Fig 3. Identification of cell type clusters using orthologous genes.

(A) The workflow of the analysis comparing immune cell types between species. (B) A summary of the expressed orthologous genes between each species used in this study. (C) The t-SNE plots of Drosophila hemocytes and zebrafish immune cells using 5739 orthologous genes. The Drosophila data were downsampled to one-tenth (4389 cells). Data from all 3301 zebrafish cells were used. (D) The t-SNE plots of zebrafish and mouse immune cells using 8714 orthologous genes. The mouse data were randomly downsampled to one-fifth (3034 cells). (E) The t-SNE plots of mouse and human immune cells using 10,379 orthologous genes. The human data were randomly downsampled to one-fiftieth (5253 cells). (F and G) Bar plots showing the fold enrichment of biological processes as identified by gene ontology. Only genes conserved between zebrafish and mice (F) or mice and humans (G) were tested.

Fig 4. Drosophila CG8501, an orthologous gene of human CD59.

(A) Schematic illustration of the orthologous gene selection process. (B) Expression of CD orthologs in Drosophila hemocyte sub-populations. The dot color indicates the average level of expression, and the dot size represents the percentage of cells expressing the gene in each cell type. (C) Expression of protein CG8501 in the hemocyte detected by antibody staining against human CD59 protein. Protein CG8501 (magenta) was expressed in the cytosol and did not overlap with NimC1 (green) or phalloidin (white). Nuclei were stained by DAPI (blue). (D) Decrease in Hml+ hemocyte numbers in CG8501 RNAi expressing mutants. Compared to wild-type hemocytes (HmlΔ-Gal4 UAS-GFP Oregon R), knockdown CG8501 hemocytes (HmlΔ-Gal4 UAS-GFP CG8501 RNAi) show low Hml (green) and NimC1 (white) expressions. However, PPO1 (magenta)-positive mature crystal cells or the number of total hemocytes (DAPI, blue) did not change. (E) Quantification of Hml+ or NimC1+ hemocyte numbers in wild-type hemocytes (Oregon R) and knockdown CG8501 hemocytes (CG8501RNAi) (**p < 0.001). Horizontal bars indicate median values. (F) Whole mount images of wild-type larvae (Oregon R) and larvae with Hml+ blood cell (HmlΔ-Gal4 UAS-GFP CG8501 RNAi). Magnified images are on the right. (G) A visualization of the phagocytic ability of Drosophila hemocytes. Hemocytes (green) showed reduced phagocytotic ability against E. coli (magenta, top) and S. aureus (magenta, bottom) in CG8501 RNAi-expressing mutants (HLT-Gal4 UAS-GFP CG8501 RNAi). (H) Quantifications of the phagocytotic abilities of hemocytes against bacteria in panel G (***p < 0.0001). Horizontal bars indicate median values.
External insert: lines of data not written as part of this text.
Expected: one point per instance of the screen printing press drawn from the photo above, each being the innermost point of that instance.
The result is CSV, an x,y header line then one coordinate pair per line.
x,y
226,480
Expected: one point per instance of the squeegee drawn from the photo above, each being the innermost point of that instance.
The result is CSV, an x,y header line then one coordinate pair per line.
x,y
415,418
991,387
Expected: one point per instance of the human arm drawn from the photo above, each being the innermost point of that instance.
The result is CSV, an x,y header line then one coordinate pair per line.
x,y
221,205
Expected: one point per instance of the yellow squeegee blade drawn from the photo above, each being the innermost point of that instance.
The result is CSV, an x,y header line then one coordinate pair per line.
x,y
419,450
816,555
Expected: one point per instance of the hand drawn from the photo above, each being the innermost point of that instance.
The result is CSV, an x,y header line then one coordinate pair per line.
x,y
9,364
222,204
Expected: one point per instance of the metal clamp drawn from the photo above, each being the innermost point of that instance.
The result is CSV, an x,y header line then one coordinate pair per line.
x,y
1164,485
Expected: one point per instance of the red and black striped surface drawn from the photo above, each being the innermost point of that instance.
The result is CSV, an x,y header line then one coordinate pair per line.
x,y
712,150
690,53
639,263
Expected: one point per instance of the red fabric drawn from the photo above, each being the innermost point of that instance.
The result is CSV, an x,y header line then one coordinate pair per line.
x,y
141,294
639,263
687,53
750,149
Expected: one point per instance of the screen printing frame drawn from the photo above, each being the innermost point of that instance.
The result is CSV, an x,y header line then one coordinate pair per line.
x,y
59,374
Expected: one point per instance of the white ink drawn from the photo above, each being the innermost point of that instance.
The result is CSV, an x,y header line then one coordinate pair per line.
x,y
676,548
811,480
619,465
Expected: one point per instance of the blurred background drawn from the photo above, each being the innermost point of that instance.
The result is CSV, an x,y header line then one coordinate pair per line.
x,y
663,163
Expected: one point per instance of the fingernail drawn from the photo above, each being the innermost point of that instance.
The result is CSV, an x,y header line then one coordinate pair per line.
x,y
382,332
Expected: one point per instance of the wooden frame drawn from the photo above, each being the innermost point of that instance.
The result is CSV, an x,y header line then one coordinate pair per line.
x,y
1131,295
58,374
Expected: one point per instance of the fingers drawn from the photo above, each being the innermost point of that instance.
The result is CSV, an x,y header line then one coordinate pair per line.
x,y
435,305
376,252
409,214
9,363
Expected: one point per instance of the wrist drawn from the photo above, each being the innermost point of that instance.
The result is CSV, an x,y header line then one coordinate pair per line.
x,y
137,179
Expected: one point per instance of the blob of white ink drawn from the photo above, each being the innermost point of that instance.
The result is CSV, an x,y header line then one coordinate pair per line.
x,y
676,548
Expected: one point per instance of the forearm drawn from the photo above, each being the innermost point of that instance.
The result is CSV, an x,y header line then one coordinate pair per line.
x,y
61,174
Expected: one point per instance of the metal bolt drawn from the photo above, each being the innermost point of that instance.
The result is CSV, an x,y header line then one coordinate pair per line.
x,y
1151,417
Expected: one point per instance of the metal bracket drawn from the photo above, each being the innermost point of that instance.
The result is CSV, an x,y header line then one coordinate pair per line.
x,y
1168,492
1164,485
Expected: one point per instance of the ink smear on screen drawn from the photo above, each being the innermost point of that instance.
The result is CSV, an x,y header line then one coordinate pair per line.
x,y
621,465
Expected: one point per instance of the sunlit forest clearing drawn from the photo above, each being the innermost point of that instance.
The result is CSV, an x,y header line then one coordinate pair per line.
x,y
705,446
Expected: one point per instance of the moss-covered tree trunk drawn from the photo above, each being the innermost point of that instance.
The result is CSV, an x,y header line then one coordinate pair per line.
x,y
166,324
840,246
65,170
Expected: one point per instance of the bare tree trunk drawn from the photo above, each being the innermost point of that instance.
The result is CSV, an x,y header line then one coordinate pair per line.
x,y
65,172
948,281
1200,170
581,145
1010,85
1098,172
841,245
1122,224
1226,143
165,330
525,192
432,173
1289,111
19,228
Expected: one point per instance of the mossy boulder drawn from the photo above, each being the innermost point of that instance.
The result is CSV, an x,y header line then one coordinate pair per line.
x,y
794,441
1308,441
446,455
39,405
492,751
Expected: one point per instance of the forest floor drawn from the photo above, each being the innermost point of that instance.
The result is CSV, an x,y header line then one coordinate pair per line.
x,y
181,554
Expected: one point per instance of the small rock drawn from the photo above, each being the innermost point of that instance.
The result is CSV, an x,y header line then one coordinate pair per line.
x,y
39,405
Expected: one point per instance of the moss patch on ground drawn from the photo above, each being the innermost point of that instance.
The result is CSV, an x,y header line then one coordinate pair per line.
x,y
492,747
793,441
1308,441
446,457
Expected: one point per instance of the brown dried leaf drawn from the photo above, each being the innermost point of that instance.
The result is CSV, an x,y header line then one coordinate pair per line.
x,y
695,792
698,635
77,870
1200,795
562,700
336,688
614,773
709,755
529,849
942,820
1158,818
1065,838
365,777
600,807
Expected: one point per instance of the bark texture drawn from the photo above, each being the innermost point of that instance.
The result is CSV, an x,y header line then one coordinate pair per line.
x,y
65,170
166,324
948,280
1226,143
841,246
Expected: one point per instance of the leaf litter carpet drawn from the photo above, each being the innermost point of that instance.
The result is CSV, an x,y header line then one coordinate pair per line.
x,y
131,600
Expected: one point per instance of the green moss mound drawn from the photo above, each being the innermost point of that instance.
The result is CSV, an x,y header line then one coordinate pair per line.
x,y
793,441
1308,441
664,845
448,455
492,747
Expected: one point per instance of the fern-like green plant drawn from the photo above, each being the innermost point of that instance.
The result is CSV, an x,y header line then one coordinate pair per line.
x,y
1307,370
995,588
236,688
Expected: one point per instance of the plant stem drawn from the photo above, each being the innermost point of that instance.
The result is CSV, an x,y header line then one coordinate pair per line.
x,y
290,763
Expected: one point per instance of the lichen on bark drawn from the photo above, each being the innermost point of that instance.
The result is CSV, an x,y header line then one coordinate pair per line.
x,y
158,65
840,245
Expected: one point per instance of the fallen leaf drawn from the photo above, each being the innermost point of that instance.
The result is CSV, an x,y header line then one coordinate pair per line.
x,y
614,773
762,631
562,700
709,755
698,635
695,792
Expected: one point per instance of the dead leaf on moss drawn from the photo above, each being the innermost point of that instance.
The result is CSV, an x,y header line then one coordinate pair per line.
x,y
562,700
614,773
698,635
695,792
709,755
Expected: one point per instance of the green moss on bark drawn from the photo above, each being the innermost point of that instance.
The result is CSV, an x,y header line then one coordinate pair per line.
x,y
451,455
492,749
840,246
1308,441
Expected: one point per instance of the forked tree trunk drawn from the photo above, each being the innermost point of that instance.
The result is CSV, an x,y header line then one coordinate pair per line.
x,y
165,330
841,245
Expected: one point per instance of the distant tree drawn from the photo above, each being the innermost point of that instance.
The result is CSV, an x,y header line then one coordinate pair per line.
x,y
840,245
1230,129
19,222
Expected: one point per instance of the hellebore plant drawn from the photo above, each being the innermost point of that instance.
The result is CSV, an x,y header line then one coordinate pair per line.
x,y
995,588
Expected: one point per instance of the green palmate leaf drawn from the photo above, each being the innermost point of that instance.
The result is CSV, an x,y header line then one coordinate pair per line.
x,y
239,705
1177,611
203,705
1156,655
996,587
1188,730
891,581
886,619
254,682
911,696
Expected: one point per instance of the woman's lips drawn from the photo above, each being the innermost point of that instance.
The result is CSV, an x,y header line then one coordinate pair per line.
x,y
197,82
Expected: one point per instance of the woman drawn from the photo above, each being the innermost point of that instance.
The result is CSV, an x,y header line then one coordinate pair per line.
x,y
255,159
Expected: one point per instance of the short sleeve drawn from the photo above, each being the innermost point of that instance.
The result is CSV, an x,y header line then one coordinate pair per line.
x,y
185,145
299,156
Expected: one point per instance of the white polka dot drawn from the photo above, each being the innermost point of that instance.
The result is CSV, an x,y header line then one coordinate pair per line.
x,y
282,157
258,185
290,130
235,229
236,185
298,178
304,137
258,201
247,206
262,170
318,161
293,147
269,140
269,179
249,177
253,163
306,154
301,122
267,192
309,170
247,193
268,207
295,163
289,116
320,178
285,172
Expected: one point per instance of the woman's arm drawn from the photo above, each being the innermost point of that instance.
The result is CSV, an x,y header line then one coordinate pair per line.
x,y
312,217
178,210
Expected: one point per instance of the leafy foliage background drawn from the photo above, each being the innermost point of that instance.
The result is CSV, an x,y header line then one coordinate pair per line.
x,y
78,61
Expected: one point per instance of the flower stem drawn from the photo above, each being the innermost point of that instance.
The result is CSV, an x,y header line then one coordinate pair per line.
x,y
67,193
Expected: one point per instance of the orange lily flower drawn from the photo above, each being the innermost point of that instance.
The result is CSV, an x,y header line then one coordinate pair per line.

Fig 5. Unsupervised cross-species analysis using MetaNeighbor.

MetaNeighbor AUROC values calculated using (A) Drosophila and zebrafish, (B) zebrafish and mouse, and (C) mouse and human immune cells. The MetaNeighbor analysis was performed using the pseudo-cell transformed expression data of the orthologous genes.

Fig 6. Conservation map of immune cells across species.

A conservation score heatmap predicted by integrating MetaNeighbor predictions and GSVA scores. Conservation scores were calculated by averaging MetaNeighbor AUROC and scaled GSVA scores for each cell type pair. Only cell type pairs assigned with reciprocal best hits by MetaNeighbor or conservation scores above 0.8 were included.